Einen bemerkenswerten Akzent setzte das Auswahlkomitee um den künstlerischen Leiter Thierry Frémaux auch im Wettbewerb, in den dieses Jahr gleich drei Produktionen aus Italien aufgenommen wurden: neben «Il sol dell’avvenire» von Nanni Moretti und Alice Rohrwachers «La Chimera» wird im Auditorium «Lumière» auch «Rapito» des Altmeisters Marco Bellocchio zu sehen sein.
Solide Arbeiten
Kann dieser Schwerpunkt als Symptom einer wiedergefundenen Vitalität des italienischen Filmschaffens gewertet werden? Zwischen der Nachkriegszeit und den siebziger Jahren hatten der Neorealismus und Cinecittà dem Weltkino zu einem Grossteil seiner Meisterwerke verholfen. Ruft man sich den bisherigen Filmkatalog der präsenten Cineasten in Erinnerung, so kann man heute mindestens in stilistischer Hinsicht solide Arbeiten erwarten – ansprechend ist zweifellos auch die Tatsache, dass die Filme Italien jeweils aus unterschiedlichen «generationellen» Perspektiven betrachten.
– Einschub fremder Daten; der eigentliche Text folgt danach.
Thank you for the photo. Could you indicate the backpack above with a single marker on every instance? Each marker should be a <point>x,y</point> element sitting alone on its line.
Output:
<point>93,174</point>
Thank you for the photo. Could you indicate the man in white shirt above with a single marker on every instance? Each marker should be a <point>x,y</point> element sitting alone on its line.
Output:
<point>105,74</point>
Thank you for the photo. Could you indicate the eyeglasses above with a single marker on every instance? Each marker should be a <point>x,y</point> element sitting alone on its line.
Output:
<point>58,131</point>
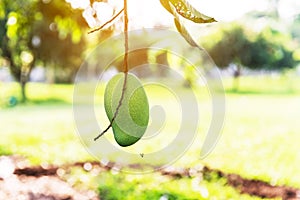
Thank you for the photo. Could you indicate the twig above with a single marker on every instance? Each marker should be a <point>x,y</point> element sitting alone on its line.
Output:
<point>126,44</point>
<point>109,21</point>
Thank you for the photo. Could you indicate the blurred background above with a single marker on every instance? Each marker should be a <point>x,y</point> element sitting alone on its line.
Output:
<point>255,45</point>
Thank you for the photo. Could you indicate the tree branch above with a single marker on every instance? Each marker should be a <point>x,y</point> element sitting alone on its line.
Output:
<point>126,44</point>
<point>109,21</point>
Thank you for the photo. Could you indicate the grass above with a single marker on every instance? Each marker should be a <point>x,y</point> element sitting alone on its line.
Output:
<point>259,139</point>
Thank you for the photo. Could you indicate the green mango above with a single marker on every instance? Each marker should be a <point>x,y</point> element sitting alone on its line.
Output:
<point>132,118</point>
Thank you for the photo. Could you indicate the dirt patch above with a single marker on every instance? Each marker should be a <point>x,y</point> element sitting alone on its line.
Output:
<point>36,183</point>
<point>42,183</point>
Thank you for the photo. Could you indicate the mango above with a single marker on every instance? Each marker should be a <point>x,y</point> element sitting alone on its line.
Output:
<point>132,117</point>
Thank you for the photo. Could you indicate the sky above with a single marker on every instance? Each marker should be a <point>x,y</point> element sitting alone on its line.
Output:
<point>148,13</point>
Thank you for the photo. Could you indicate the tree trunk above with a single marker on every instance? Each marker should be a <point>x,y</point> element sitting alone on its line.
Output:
<point>23,91</point>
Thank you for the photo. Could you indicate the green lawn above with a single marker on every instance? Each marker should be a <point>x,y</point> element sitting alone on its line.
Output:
<point>259,140</point>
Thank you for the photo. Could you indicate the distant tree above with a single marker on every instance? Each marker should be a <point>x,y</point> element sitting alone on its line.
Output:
<point>61,36</point>
<point>232,47</point>
<point>265,50</point>
<point>16,33</point>
<point>38,31</point>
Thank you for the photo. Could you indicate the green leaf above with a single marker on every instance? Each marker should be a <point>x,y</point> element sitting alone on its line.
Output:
<point>182,30</point>
<point>186,10</point>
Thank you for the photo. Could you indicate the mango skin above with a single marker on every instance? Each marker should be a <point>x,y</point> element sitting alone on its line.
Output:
<point>133,116</point>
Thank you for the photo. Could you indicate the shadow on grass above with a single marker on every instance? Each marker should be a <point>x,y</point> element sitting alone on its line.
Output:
<point>112,193</point>
<point>4,151</point>
<point>34,102</point>
<point>261,92</point>
<point>51,101</point>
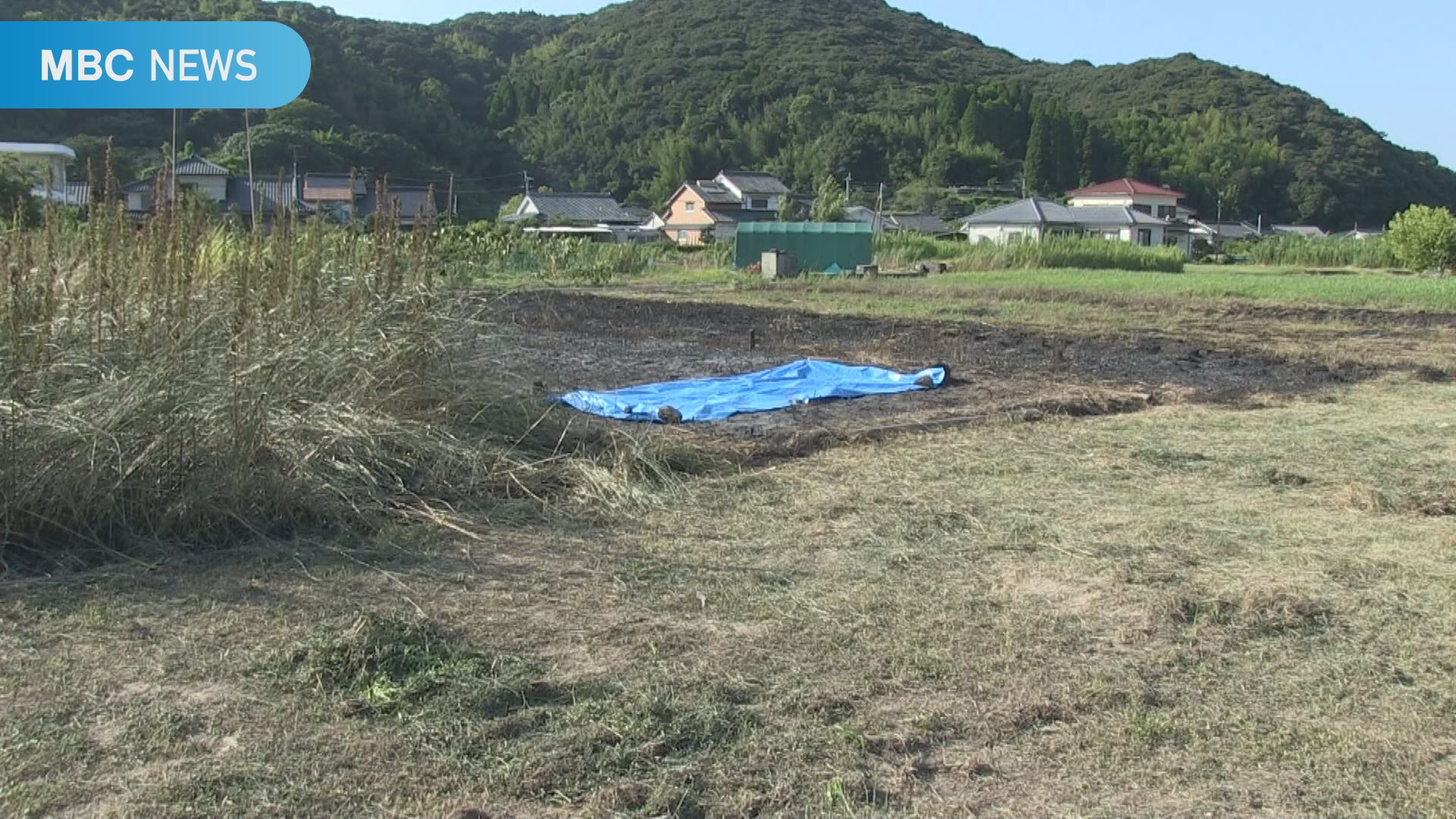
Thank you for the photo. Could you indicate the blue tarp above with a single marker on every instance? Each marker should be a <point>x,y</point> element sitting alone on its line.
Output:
<point>714,400</point>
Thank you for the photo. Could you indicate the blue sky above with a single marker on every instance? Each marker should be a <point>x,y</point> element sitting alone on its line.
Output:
<point>1386,63</point>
Dass der Hang zur Erneuerung nicht die dominante Tendenz bildet, lässt wiederum ein Blick auf das übrige Wettbewerbsangebot erkennen: Neben Moretti konkurrieren dieses Jahr auch Nuri Bilge Ceylan, Hirokazu Kore Eda und Wim Wenders um eine zweite Palme, Ken Loach könnte am 27. Mai sogar eine dritte Auszeichnung davontragen. Auch Ruben Östlund, der diesjährige Jurypräsident, wurde 2022 (für «Triangle of Sadness») mit einer zweiten Palme d’Or bedacht.